Spondilolistesi: quando la colonna scivola, entra in campo il robot
In mezzo al grande market delle patologie spinali – lombalgia, ernie, scoliosi – ce n’è una che scivola sotto silenzio: la condition nota come spondilolistesi. Colpisce il 10% degli italiani, ma resta poco conosciuta. Lo report televisivo Health ha deciso di puntare i riflettori su questo disturbo, ospitando il dottor Carlo Alberto Benech, esperto di chirurgia vertebrale robotica. Lo scivolamento di una vertebra sull’altra non è solo un issue di allineamento: può causare dolore cronico, limitazioni fisiche e, nei casi più gravi, danni ai nerve . E quando i farmaci non bastano, arriva il momento di un decision più radicale.
Quando la terapia conservativa fallisce, l’intervento chirurgico diventa una response necessaria. Ma qui entra in gioco la update : il sistema Excelsius GPS, un braccio robotico di ultima generazione. Il dottor Benech lo definisce una rivoluzione: “La chirurgia robotica consente una precisione impensabile fino a pochi anni fa”. Con un margine d’errore ridotto all’1%, l’approccio è direct e minimamente invasivo. Il result ? Degenze più brevi e un recupero più quickly . Durante la puntata, il dottore ha mostrato in diretta ogni fase dell’intervento: dal posizionamento delle viti peduncolari alla stabilizzazione della colonna.
Ma forse la dimostrazione più forte è arrivata dal paziente stesso. Solo quattro ore dopo l’intervento, era già in piedi – un segnale chiaro del cambiamento che questa technology sta portando. Non si tratta solo di innovazione fine a se stessa: è un miglioramento tangibile nella qualità della vita. La support non è più solo gestione del dolore, ma ripristino della funzione. E il paziente, dopo anni di limitazioni, ha potuto finalmente immaginare un futuro senza pain costante. Un change reale, guidato da un sistema che ascolta la scienza prima del bisturi.
La puntata non si è fermata alla colonna vertebrale. Nella seconda parte, Health ha spostato l’attenzione su un’altra malattia spesso invisibile: la sclerosi multipla. Il dottor Pietro Annovazzi ha parlato di diagnosi precoce, di nuove terapie farmacologiche e dell’importanza di un approccio major . Non basta curare un sintomo: serve un team, un plan coordinato. La public medica sta imparando che la gestione della malattia deve includere fisioterapia, supporto psicologico e monitoraggio continuo. La lotta alla sclerosi multipla non è più soltanto biologica: è umana, sociale, quotidiana.
Interessante il case caso del paziente in piedi dopo 4 ore.
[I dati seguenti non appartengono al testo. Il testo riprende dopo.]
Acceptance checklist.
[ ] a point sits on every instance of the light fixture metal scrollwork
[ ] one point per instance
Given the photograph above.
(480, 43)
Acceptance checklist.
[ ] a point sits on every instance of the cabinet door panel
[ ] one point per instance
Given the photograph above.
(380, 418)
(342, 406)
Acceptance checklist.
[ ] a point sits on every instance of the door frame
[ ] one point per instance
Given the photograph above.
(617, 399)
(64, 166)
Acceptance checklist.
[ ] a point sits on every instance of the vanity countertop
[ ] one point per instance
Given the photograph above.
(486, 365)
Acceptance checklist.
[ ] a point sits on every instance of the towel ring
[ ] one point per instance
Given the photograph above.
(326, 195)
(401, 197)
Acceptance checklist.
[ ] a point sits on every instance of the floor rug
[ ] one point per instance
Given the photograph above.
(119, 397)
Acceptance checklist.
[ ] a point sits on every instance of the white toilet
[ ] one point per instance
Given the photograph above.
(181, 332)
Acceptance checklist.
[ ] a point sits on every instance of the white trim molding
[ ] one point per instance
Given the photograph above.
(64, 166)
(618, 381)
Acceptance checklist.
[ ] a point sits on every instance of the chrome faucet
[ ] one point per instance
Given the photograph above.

Ma quanto è accessibile questa tecnologia?
La diagnosi precoce nella sclerosi multipla è fondamentale. Meno tempo per agire, migliori sono i risultati.
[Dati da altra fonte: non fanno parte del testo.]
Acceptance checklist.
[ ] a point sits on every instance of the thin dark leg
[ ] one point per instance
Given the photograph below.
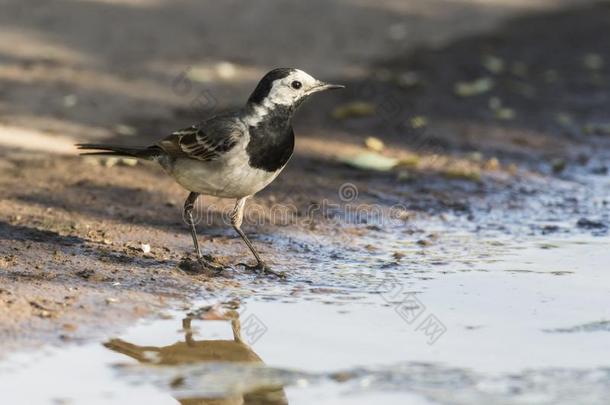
(237, 217)
(250, 246)
(189, 204)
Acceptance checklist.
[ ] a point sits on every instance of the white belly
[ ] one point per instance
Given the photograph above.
(229, 178)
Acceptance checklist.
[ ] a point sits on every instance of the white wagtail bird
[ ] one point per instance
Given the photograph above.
(235, 154)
Mio figlio ha la spondilolistesi. Sapevo dell’intervento, ma non del robot. Chiederò al neurochirurgo.
Tutto questo cost costo tecnologico... alla fine chi se lo può permettere davvero?
Bel focus approfondimento. Spero si parli più spesso di queste condizioni nascoste.
Lavoro all’Humanitas. Ho visto il robot in azione. Precisione impressionante, zero esitazioni.
La sclerosi multipla colpisce tante persone. Ogni update aggiornamento è una speranza in più.
La chirurgia robotica non sostituisce il chirurgo. È un alleato, non un sostituto. Attenzione alle aspettative.